Directed by Fred Zinnemann. The screenplay was written by Robert Bolt, adapted from his play.

Sir Thomas More

  • I am commanded by the king to be brief, and since I am the king's obedient subject, brief I will be. I die His Majesty's good servant, but God's first.

  • It profits a man nothing to give his soul for the whole world ... but for Wales, Richard?

  • Well, as a spaniel is to water so is a man to his own self. I will not give in because I oppose it-I do-not my pride, not my spleen, nor any of my appetites, but I do-I!

  • When statesmen forsake their own private conscience for the sake of their own public duties they lead their country by a short route to chaos.

  • What is an oath then but words we say to God?

Cromwell

  • I know a man who wants to change his woman.

  • If the King destroys a man, that's proof to the King that it must have been a bad man.

Dialogue

Sir Thomas More: You threaten like a dockside bully.
Cromwell: How should I threaten?
Sir Thomas More: Like a minister of state. With justice.
Cromwell: Oh, justice is what you're threatened with.
Sir Thomas More: Then I am not threatened.



Alice: Arrest him!
More: Why, what has he done?
Margaret: He's bad!
More: There is no law against that.
Roper: There is! God's law!
More: Then God can arrest him.
Roper: Sophistication upon sophistication.
More: No, sheer simplicity. The law, Roper, the law. I know what's legal, not what's right. And I'll stick to what's legal.
Roper: Then you set man's law above God's!
More: No, far below; but let me draw your attention to a fact -- I'm not God. The currents and eddies of right and wrong, which you find such plain sailing, I can't navigate. I'm no voyager. But in the thickets of the law, oh, there I'm a forester.I doubt if there's a man alive who could follow me there, thank God.
Alice: While you talk, he's gone!
More: And go he should, if he was the Devil himself, until he broke the law!
Roper: So now you'd give the Devil benefit of law!
More: Yes. What would you do? Cut a great road through the law to get after the Devil?
Roper: I'd cut down every law in England to do that!
More: Oh? And when the last law was down, and the Devil turned round on you, where would you hide, Roper, the laws all being flat? This country's planted thick with laws from coast to coast -- man's laws, not God's -- and if you cut them down -- and you're just the man to do it -- do you really think you could stand upright in the winds that would blow then? Yes, I'd give the Devil benefit of law, for my own safety's sake.




Cromwell: Yet how can this be?
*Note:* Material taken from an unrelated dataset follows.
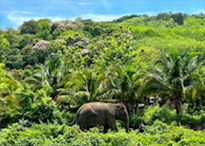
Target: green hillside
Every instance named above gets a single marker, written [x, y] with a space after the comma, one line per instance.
[155, 65]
Because this silence betokened, nay, this silence was, not silence at all, but most eloquent denial!
Sir Thomas More: Not so. Not so, Master Secretary. The maxim is "Qui tacet consentire": the maxim of the law is "Silence gives consent". If therefore you wish to construe what my silence betokened, you must construe that I consented, not that I denied.
Cromwell: Is that in fact what the world construes from it? Do you pretend that is what you wish the world to construe from it?
Sir Thomas More: The world must construe according to its wits; this court must construe according to the law.




The Duke of Norfolk: Oh confound all this. I'm not a scholar, I don't know whether the marriage was lawful or not but dammit, Thomas, look at these names! Why can't you do as I did and come with us, for fellowship!
Sir Thomas More: And when we die, and you are sent to heaven for doing your conscience, and I am sent to hell for not doing mine, will you come with me, for fellowship?




Sir Thomas More: Why not be a teacher? You'd be a fine teacher; perhaps a great one.
Richard Rich: If I was, who would know it?
Sir Thomas More: You; your pupils; your friends; God. Not a bad public, that.




King Henry VIII: Oh, Thomas, Thomas, Thomas! Does a man need a Pope to tell him where he's sinned? It was a sin. God's punished me. I have no son. Son after son she's borne me - all dead at birth or dead within the month. Never saw the hand of God so clear in anything. It's my bounden duty to put away the Queen and all the popes back to Peter shall not come between me and my duty! How is it that you cannot see? Everyone else does.
Sir Thomas More: Then why does your Grace need my poor support?
King Henry VIII: Because you're honest... and what is more to the purpose, you're known to be honest. There are those like Norfolk who follow me because I wear the crown; and those like Master Cromwell who follow me because they are jackals with sharp teeth and I'm their tiger; there's a mass that follows me because it follows anything that moves. And then there's you...
Sir Thomas More: I am sick to think how much I must displease your Grace.
King Henry VIII: No, Thomas, I respect your sincerity. But respect... man, that's water in the desert.